Intubés, alités, parfois paralysés… Les patients hospitalisés en réanimation sont, du fait de leurs pathologies, très souvent dans l’incapacité de s’exprimer. « Nos patients intubés ne peuvent pas parler car la sonde est placée entre leurs cordes vocales, explique Laëtitia Bodet-Contentin, médecin réanimateur au CHU de Tours. Et écrire leur est souvent compliqué car ils peuvent souffrir d’œdèmes ou être paralysés.». La communication est donc très difficile. « C’est très frustrant pour tous. Pour les patients bien sûr, mais aussi pour leurs proches et les soignants. »
En janvier 2015, lors d’une discussion avec un collègue psychiatre, le docteur Bodet-Contentin découvre le principe de l’eye-tracking, utilisé en psychiatrie dans le cadre du dépistage des troubles autistiques chez les très jeunes enfants. « On s’est alors dit que ce système pourrait être indiqué pour améliorer la communication avec nos patients intubés. Nous avons donc essayé de l’adapter à nos besoins spécifiques. »
Le dispositif d’eye-tracking se compose d’un ordinateur ou d’une tablette, équipés d’une caméra infrarouge qui se fixe via un port USB. Cette caméra analyse le suivi du regard et enregistre les mouvements oculaires du patient. « Grâce à un logiciel de communication spécialement développé pour cela, nous pouvons alors « dialoguer » avec le patient, qui dirige son regard vers des icônes comportant des messages très clairs comme « j’ai faim » ou « j’ai mal ». Il a également accès à un clavier qui s’utilise avec les yeux. » Ce système a été entièrement adapté par le service de réanimation du CHU de Tours en collaboration avec la société développant l’outil.
Le CHU de Tours a fait ses premiers essais auprès des patients en juin 2015. « C’est formidable quand ça fonctionne, car cela change complètement la communication avec le patient. Certaines familles se sont entièrement approprié l’outil, y compris en l’absence de soignant. Quant au premier patient qui l’a utilisé, ses premiers mots par eye-tracking ont été « je vous aime » et « vous êtes formidables ». Il est même revenu dans le service une fois rétabli afin de nous aider à faire certains paramétrages. »
Fort de ce bilan, le CHU de Tours a présenté ses résultats lors de congrès médicaux où l’outil a suscité un bel enthousiasme. Depuis, plusieurs autres hôpitaux français (Bourg-en Bresse, Brest, Marseille…) s’en sont équipés.
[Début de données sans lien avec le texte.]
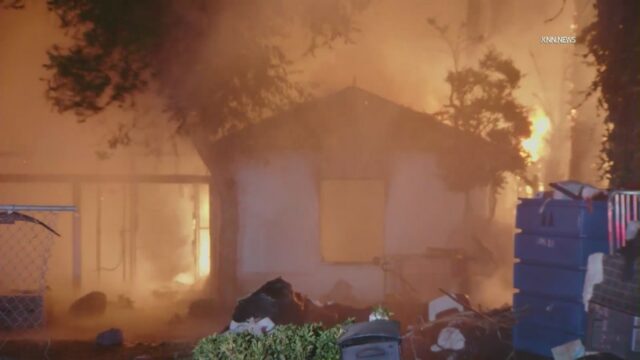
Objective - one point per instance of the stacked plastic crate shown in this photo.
(555, 240)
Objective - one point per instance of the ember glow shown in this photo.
(540, 127)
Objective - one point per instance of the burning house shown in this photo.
(328, 190)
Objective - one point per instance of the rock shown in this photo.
(90, 305)
(277, 300)
(111, 337)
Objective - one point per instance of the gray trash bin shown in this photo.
(374, 340)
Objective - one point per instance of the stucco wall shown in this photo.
(279, 231)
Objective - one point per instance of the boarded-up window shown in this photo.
(352, 220)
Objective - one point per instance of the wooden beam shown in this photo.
(107, 178)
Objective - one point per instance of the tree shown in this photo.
(218, 65)
(482, 105)
(613, 43)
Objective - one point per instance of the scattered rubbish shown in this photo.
(449, 338)
(89, 305)
(252, 326)
(277, 301)
(380, 313)
(613, 332)
(467, 334)
(570, 351)
(111, 337)
(379, 339)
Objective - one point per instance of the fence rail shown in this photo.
(623, 208)
(27, 235)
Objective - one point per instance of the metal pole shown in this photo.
(196, 229)
(10, 208)
(133, 218)
(99, 232)
(123, 233)
(76, 248)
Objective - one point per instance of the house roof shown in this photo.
(354, 114)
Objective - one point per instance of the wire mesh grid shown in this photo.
(25, 247)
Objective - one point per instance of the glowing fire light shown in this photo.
(540, 126)
(204, 254)
(185, 278)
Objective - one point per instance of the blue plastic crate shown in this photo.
(538, 339)
(549, 280)
(547, 311)
(562, 251)
(568, 218)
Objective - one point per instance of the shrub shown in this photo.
(284, 342)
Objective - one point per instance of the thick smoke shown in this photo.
(395, 55)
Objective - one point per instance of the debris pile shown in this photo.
(465, 333)
(277, 301)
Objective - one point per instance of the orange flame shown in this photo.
(540, 126)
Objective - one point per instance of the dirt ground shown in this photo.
(81, 350)
(146, 336)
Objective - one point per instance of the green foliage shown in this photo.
(285, 342)
(218, 64)
(613, 41)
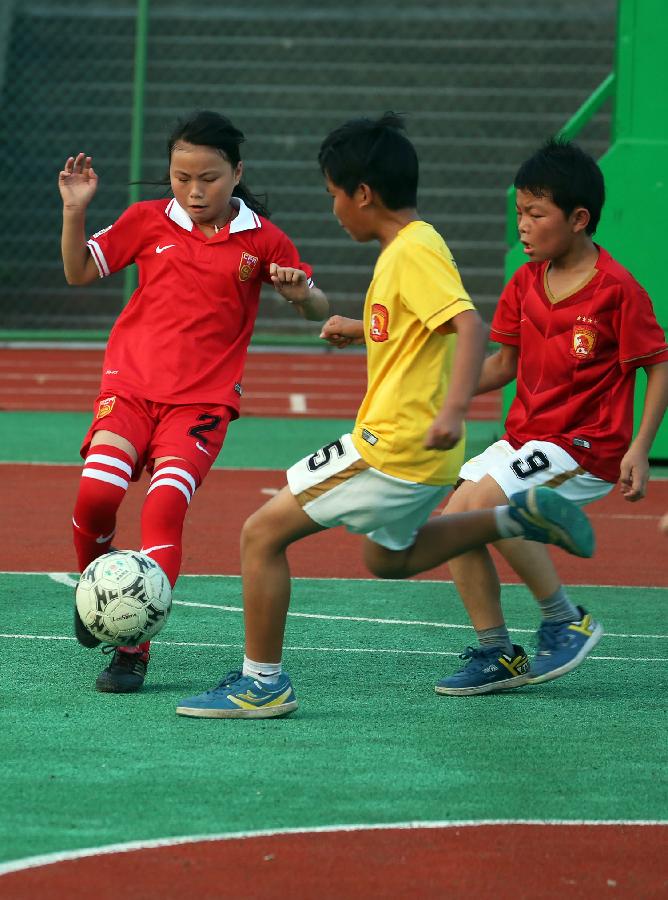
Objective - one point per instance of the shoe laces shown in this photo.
(552, 635)
(123, 660)
(230, 679)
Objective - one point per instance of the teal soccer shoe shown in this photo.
(549, 518)
(562, 646)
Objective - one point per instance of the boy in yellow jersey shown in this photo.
(425, 345)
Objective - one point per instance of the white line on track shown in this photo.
(297, 401)
(64, 578)
(32, 862)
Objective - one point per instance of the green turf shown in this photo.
(267, 443)
(371, 741)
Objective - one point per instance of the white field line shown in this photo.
(297, 401)
(32, 862)
(68, 581)
(656, 479)
(390, 651)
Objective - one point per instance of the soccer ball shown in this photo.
(123, 598)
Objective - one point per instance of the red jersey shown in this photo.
(184, 335)
(577, 361)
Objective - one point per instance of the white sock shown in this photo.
(507, 526)
(267, 673)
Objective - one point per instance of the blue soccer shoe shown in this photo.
(242, 697)
(549, 518)
(562, 646)
(488, 669)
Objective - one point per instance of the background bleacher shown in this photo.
(481, 83)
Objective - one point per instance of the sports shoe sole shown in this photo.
(565, 523)
(263, 712)
(585, 650)
(490, 688)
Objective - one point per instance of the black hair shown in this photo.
(210, 129)
(373, 152)
(570, 176)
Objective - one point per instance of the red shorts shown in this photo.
(194, 432)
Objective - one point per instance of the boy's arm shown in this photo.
(447, 428)
(292, 284)
(498, 369)
(342, 331)
(634, 468)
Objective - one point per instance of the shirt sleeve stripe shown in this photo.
(98, 257)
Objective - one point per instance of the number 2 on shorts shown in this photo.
(534, 462)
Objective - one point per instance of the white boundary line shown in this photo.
(397, 582)
(67, 855)
(68, 581)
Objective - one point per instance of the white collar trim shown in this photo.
(245, 220)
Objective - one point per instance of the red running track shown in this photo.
(326, 384)
(35, 531)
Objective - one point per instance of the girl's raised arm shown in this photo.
(77, 183)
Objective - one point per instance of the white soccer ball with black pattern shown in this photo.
(123, 598)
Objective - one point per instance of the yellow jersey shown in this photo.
(415, 291)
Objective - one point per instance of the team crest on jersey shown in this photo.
(585, 336)
(104, 407)
(246, 266)
(380, 323)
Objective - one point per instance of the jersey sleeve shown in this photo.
(508, 313)
(431, 287)
(283, 252)
(115, 247)
(642, 341)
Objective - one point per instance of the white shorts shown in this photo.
(335, 486)
(536, 463)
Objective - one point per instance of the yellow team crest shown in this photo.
(380, 321)
(104, 407)
(584, 338)
(246, 266)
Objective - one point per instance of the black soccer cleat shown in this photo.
(125, 673)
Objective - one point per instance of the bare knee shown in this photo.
(384, 563)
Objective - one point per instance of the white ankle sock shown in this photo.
(267, 673)
(507, 526)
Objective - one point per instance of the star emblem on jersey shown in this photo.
(246, 265)
(105, 406)
(380, 321)
(584, 338)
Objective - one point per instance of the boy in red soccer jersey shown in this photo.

Les principales limites d’un tel dispositif concernent notamment son financement. « Nos 10 systèmes avec support sur-mesure ont été fournis par une fondation », détaille Laëtitia Bodet-Contentin. À Brest, où le CHU s’est équipé de cet outil en juin 2020, les trois systèmes complets d’eye-tracking ont été pris en charge par le fonds de dotation de l’hôpital. « Tous les équipements dans les hôpitaux français ont a priori été payés par des donateurs privés. »
Le temps passé à développer l’eye-tracking est un autre frein. Les équipes médicales et paramédicales du CHU de Tours ont en effet consacré de nombreuses heures à l’outil afin de le développer, se l’approprier et l’améliorer. « Mais le bilan reste très positif ! », rappelle le docteur Bodet-Contentin.
À terme, l’équipe aimerait que les patients puissent aller sur internet, un de leurs seuls liens avec l’extérieur.